- Born: 1976 (age 49–50)
- Education: University of Pennsylvania
- Occupation: Freelance journalist

= Libby Copeland =

American journalist (born 1976)

Libby Copeland (born 1976) is a freelance writer in New York City, and was previously a staff writer for the Washington Post. She started her career with the Post in 1998 as an intern in the style department, and went on to cover culture, crime and Washington politics. In 2005, she was the Feature Specialty Reporting winner for the large circulation papers in the American Association of Sunday and Feature Editors' annual competition. In 2009, she left the Post and moved to New York. Since becoming a freelancer, she has become a regular contributor to Slate, and has written for the New York magazine, the Wall Street Journal and Cosmopolitan, among other publications. She has appeared on MSNBC, CNN and NPR.

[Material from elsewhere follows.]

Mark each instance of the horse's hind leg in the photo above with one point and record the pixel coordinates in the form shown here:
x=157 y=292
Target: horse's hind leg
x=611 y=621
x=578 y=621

==Early life and education==
Copeland was born in 1976. She is an alumna of Hastings High School of Hastings-on-Hudson, New York. She went on to major in English at the University of Pennsylvania where she won the Thouron Award in her junior year.

==Career==
Copeland's freelance work has included a number of pieces on gender and politics for Slate, a piece on product placement for New York, and for Cosmo, an in-depth recounting of a gruesome murder in a D.C.-area Lululemon store.

For Style, the daily features section of the Washington Post, Copeland covered the 2005 Michael Jackson molestation trial, the 2006 Winter Olympics in Turin, Italy, and the 2008 presidential election. Copeland wrote primarily about the McCain and Edwards campaigns during the 2008 election, and profiled political figures including Joe and Jill Biden and Cindy and Meghan McCain. Her coverage of the 2006 Congressional mid-term elections has also been both lauded and enthusiastically criticized by the blogging community, and Wonkette called one of her pieces "fawning."
She wrote articles for the Washington Post about Washington, D.C. area graffiti artist Borf and has been the subject of some graffiti saying "Libby Copeland Writes Lies," possibly in connection with the Borf issue.
During the 2006 Winter Olympics in Turin, Italy, she wrote about figure skater Johnny Weir's free-wheeling shopping habits. In 2003, she wrote about modern-day Jersey "dandys" bent on reclaiming the slur "guido," prompting some controversy. She profiled Matt Damon, and skewered the popular girls' retailer Club Libby Lu.

Copeland has a book being released in March 2020 about the subject of commercial genetic testing and its impact on traditional concepts of family.